Of course, with a cheaper price come additional caveats. Apart from the advertising, subscribers can expect a streaming quality cap at 720p/HD (meaning no more Stranger Things binges in 4K) and will no longer be able to download titles for offline viewing. Additionally, a “limited number” of titles will be missing from the “Basic with Ads” tier catalog due to licensing restrictions, although Netflix COO Greg Peters it’s a bit that “we’re working on.” Although the official announcement didn’t specify exactly what a “limited number” of missing content looks like, Polygon relayed yesterday that it could impact as much as 10 percent of Netflix’s catalog, according to Peters during a press conference call.

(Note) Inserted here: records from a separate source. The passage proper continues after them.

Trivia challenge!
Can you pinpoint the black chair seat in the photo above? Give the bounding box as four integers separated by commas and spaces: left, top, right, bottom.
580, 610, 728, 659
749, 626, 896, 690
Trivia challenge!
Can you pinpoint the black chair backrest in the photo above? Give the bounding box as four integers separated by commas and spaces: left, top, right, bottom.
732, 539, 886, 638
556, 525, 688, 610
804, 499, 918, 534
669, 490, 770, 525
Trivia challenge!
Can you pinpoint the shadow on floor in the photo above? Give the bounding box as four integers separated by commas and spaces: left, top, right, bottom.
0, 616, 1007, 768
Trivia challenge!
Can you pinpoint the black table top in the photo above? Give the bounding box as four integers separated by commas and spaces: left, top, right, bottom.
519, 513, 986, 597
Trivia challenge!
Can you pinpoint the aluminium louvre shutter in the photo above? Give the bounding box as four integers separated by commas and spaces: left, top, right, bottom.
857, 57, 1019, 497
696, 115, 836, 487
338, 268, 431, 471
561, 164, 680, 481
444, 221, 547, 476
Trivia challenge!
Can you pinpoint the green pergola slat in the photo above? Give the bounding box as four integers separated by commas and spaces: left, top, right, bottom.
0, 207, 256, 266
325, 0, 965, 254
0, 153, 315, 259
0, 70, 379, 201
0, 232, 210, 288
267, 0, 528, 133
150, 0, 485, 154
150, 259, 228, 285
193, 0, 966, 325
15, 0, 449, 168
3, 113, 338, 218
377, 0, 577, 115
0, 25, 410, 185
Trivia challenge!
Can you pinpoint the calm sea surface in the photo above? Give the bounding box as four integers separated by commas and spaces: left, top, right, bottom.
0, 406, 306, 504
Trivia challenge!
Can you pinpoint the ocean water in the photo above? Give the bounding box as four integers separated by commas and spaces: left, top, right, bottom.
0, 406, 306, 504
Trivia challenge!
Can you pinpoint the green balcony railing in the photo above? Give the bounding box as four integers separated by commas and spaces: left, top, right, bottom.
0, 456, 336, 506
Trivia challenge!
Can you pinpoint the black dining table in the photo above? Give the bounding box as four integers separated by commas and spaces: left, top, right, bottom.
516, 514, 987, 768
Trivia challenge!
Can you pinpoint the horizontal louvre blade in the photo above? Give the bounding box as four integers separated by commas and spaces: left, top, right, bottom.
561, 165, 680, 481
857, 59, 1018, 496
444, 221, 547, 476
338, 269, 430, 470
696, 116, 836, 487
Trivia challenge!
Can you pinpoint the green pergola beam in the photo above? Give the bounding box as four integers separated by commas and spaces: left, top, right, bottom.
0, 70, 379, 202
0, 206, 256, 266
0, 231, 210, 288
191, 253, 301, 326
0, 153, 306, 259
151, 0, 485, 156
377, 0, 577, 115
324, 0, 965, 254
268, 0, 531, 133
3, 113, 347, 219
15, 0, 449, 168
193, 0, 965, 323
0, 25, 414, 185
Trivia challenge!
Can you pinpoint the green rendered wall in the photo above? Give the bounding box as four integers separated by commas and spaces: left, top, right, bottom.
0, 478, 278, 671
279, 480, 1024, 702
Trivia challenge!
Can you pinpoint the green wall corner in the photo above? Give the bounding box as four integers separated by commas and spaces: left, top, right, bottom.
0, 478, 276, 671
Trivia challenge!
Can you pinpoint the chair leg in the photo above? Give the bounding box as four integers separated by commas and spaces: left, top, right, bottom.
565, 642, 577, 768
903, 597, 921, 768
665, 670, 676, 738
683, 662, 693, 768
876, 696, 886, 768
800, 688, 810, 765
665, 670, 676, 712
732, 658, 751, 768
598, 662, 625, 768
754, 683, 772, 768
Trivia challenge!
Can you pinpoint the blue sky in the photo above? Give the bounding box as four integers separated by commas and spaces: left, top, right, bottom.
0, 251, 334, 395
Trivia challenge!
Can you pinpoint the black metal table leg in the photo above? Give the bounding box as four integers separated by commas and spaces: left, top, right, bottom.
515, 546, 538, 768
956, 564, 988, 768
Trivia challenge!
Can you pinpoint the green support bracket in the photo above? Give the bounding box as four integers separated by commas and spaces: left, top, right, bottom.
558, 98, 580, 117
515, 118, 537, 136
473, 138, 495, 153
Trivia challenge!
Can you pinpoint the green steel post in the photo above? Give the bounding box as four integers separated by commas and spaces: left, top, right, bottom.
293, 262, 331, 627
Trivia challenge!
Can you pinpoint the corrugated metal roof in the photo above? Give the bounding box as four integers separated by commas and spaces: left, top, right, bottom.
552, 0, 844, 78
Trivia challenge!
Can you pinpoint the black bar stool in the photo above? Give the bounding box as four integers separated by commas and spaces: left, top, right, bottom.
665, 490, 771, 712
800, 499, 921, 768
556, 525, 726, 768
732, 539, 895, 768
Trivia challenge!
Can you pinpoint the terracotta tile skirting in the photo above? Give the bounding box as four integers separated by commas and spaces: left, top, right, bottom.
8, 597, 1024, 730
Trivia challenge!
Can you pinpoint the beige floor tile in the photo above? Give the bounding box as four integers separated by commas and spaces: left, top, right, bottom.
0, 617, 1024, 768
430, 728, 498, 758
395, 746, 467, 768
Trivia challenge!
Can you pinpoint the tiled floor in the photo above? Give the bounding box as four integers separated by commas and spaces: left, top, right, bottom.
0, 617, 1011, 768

[Related: What to know about the Netflix-BARB partnership.]

The announcement’s description of what “Basic with Ads” sounds pretty similar to what is already out there with competitors such as Hulu and (very soon) Disney+. Viewers will see 15-to-30 second commercials, supposedly tailored to users’ preferences and content taste, both before and during shows and movies. On the flip side, advertisers will get to choose what content can or cannot include their commercials so as to not air alongside anything “inconsistent with their brand.”

Also buried within the news, however, is a particularly interesting change to longtime Netflix policies. According to the statement, in order to “enable advertisers to understand how Netflix can reach their target audience,” the company is partnering with Nielsen for its Digital Ad Ratings (DAR) system. The data will be available and reported “sometime in 2023” through Nielsen ONE Ads. Netflix has long been reticent to publicly provide concrete viewership numbers, instead opting to simply report on internal metrics regarding its most watched shows and films.

The partnership with Nielsen—coupled with a recent agreement with a similar group in the UK—seems to point towards real, actionable statistics from the streaming giant in the near future. That, coupled with the copious amounts of user data amassed through audience-commercial engagement, could influence Netflix’s business and content strategies in the months and years ahead.